Rating : ★ ★ ★ ★
Like the other books in the Love & Gelato series this is about an American girl finding herself in another country with a light romance mixed in. I just want to way since no one has mentioned it. This can be read as a 100% stand alone story, I didn’t notice any characters from the other books in the series and if I missed them there wasn’t enough of a tie in to spoil any of the other stories.
Liv’s dad left when she was young and all she had left was the memories and a box full of 26 things that she had. Pieces of her father that she kept close in spite of changing everything she was to distance herself from the young Olive that lost him.
Then the post cards started coming from various places in Greece with cheery phrases like nothing had happened ending with one that brought her to the beautiful country itself in the search of The Lost City of Atlantis, the myth that her father had been chasing his entire life and the thing she had convinced herself that he left her for.
This was very much in the vein of Love & Gelato, a very hard hitting story about a different kind of grief and longing for someone that disappeared from your life and the part of you that goes along with them.

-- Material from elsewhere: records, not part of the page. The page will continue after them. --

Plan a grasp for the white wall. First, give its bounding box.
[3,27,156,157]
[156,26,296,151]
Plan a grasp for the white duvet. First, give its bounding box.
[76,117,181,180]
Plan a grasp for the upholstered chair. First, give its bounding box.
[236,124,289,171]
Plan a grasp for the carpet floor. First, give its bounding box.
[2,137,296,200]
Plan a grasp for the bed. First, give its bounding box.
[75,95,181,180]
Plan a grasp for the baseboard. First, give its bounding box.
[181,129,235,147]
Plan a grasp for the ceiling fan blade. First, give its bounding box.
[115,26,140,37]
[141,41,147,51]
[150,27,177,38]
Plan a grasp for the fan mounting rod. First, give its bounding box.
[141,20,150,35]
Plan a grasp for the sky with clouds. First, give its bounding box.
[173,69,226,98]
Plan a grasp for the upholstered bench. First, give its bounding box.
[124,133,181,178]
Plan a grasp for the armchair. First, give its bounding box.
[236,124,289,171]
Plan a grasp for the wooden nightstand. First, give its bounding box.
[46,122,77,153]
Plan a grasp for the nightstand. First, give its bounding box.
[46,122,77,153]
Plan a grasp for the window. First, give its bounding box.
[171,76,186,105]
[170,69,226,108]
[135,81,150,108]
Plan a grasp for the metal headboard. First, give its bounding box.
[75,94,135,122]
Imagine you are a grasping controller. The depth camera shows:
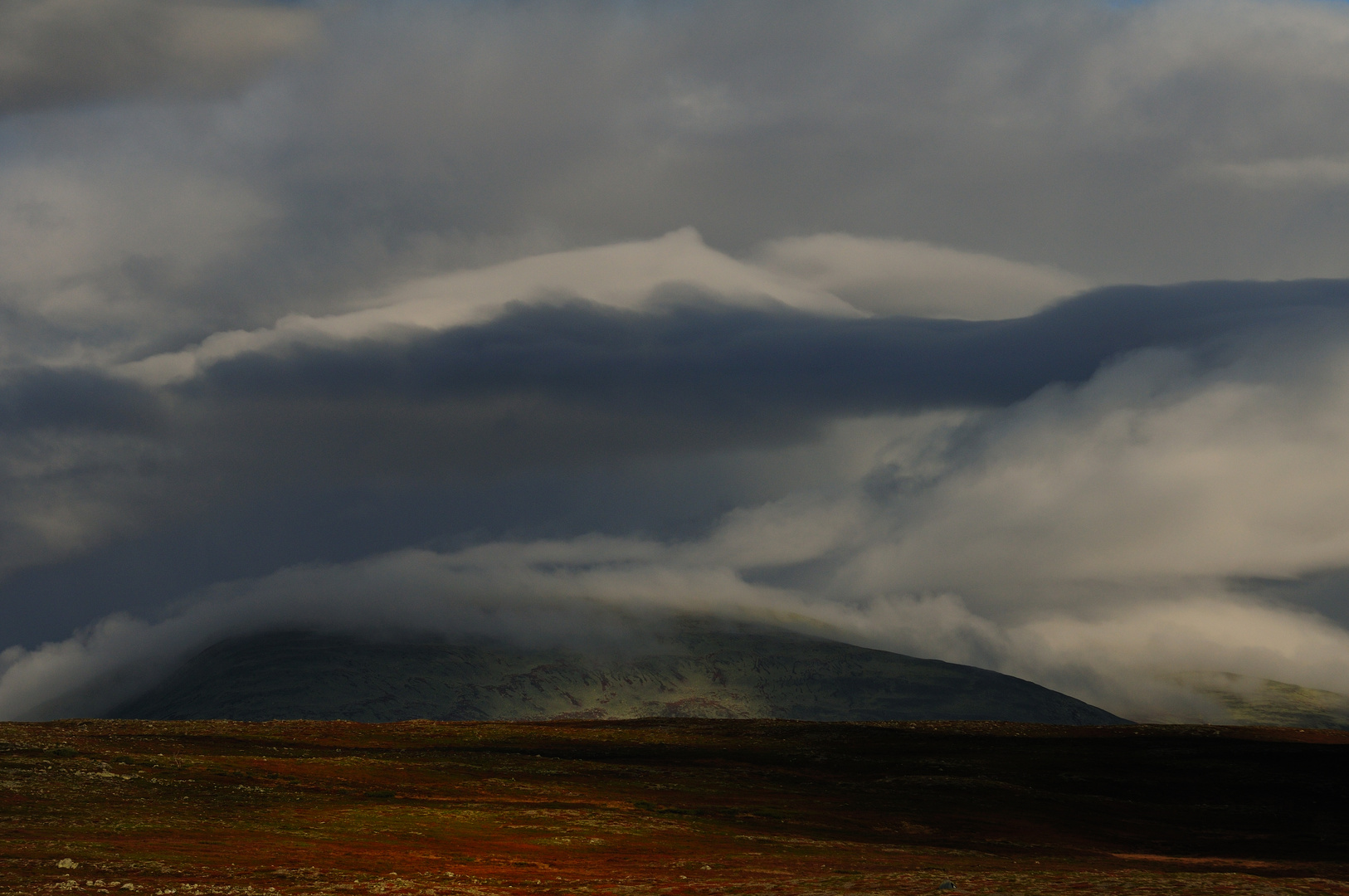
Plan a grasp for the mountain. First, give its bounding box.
[110,629,1127,724]
[1168,672,1349,730]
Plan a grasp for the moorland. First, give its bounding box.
[0,719,1349,896]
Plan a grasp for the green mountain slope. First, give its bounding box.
[110,631,1123,724]
[1170,672,1349,728]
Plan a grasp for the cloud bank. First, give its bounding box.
[0,0,1349,721]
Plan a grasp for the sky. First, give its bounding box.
[0,0,1349,721]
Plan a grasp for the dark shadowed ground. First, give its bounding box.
[0,719,1349,894]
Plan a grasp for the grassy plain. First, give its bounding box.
[0,719,1349,896]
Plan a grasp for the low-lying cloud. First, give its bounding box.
[0,0,1349,719]
[0,259,1349,718]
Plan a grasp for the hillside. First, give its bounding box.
[110,629,1123,724]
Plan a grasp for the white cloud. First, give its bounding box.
[754,233,1091,319]
[120,228,860,385]
[1200,155,1349,190]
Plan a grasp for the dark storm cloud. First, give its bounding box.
[0,370,160,433]
[187,280,1349,425]
[0,0,317,114]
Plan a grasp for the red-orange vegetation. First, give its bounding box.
[0,719,1349,896]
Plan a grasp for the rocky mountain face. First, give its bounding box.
[110,631,1123,724]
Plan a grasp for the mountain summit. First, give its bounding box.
[110,629,1125,724]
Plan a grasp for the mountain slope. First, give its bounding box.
[110,631,1123,724]
[1170,672,1349,730]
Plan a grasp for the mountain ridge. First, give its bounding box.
[108,629,1127,724]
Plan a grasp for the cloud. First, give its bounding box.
[0,0,319,114]
[756,233,1090,319]
[1205,157,1349,190]
[7,0,1349,715]
[7,282,1349,719]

Just like the original book in the series, the love story in sweet and slow burn, taking a back seat to Liv finding herself surrounded by her father’s dreams and the beautiful city of his childhood.
Definite trigger warnings for mental illness, specifically bipolar disorder and highly accurate descriptions of panic attacks that gave me second hand anxiety.
I’m not really the type to like these more hard hitting contemporaries and I need to really be in the mood to read it, but I was more drawn in by the very well researched Atlantis subplot and the romance. Everything else was very thoughtfully written, especially the talk of mental illness, but like I said I didn’t really feel it. I wasn’t in the mood and it did end up triggering my own anxiety.
Still, I’m not going to hold that against the book because it was engaging, very well researched and sweet at the end of the day. Jenna Evans Welch has a way of holding your hand through the difficult bits with her writing. I was very much eased into it which made it easier to read.